I just read first few pages of The Diary of John Sung; basically the prologue, foreword, introduction, that kind of stuff. And now I can appreciate better the adulation given to Stephen Tong today, although it doesn’t mean that I agree with it. I never really understood the inner working of a Chinese church, but I guess I can get it a little bit better now. Hagiographical practices in Christian biographies are as old as the church itself, but the hyperbolical praise given to and, indeed, pseudo-deification attributed to John Sung (and now Tong) is distinctively Chinese. (Confucian filial piety, to honor your ancestors — in faith, perhaps?)

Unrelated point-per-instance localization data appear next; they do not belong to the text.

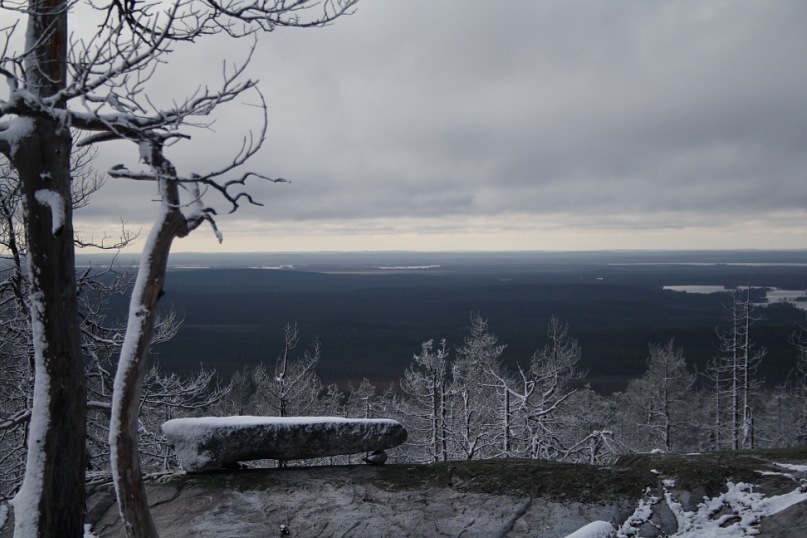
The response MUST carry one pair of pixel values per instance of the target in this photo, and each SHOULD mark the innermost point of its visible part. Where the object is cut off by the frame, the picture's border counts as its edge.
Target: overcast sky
(538, 125)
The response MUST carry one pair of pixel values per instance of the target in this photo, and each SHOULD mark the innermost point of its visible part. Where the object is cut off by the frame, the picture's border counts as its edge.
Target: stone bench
(208, 443)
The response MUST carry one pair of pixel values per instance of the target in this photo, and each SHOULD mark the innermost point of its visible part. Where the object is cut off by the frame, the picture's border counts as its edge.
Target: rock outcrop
(208, 443)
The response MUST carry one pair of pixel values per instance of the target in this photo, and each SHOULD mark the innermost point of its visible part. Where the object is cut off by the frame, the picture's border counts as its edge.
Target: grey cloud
(424, 108)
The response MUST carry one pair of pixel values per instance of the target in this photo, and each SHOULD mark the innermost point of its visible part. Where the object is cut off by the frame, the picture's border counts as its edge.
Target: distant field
(370, 320)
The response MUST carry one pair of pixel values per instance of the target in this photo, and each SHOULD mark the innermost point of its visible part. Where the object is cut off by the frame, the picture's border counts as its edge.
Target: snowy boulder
(208, 443)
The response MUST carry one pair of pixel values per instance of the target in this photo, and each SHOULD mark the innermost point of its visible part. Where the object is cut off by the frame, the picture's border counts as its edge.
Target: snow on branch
(56, 203)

It is not necessarily bad in itself, though. Indeed, it shows how Chinese Christianity (as any other Christianities) is continuously formed and informed by indigenous Chinese practices.

And, this is quite off-the-topic, but seriously, I think Tong will be inescapably compared with Sung. Consider this sentence written by Hwa Yung, the current Bishop of the Methodist Church of Malaysia in the foreword to the diary:

“His preaching ministry took him all over China and Southeast Asia. His ministry hit the Church like an earthquake. Tens of thousands found Christ, hundreds of churches were revived, and many were physically healed. Talk to those in their seventies and eighties who witnessed his ministry in the 1920s and 1930s, you will invariably see a glint in their eyes.”

Erase the reference to physical healing (or does Tong heal?!), and change the years into late 20th century and early 21st century, and it could fit nicely in a biography of Tong published 20-30 years down the road. And I bet there will be one. For sure.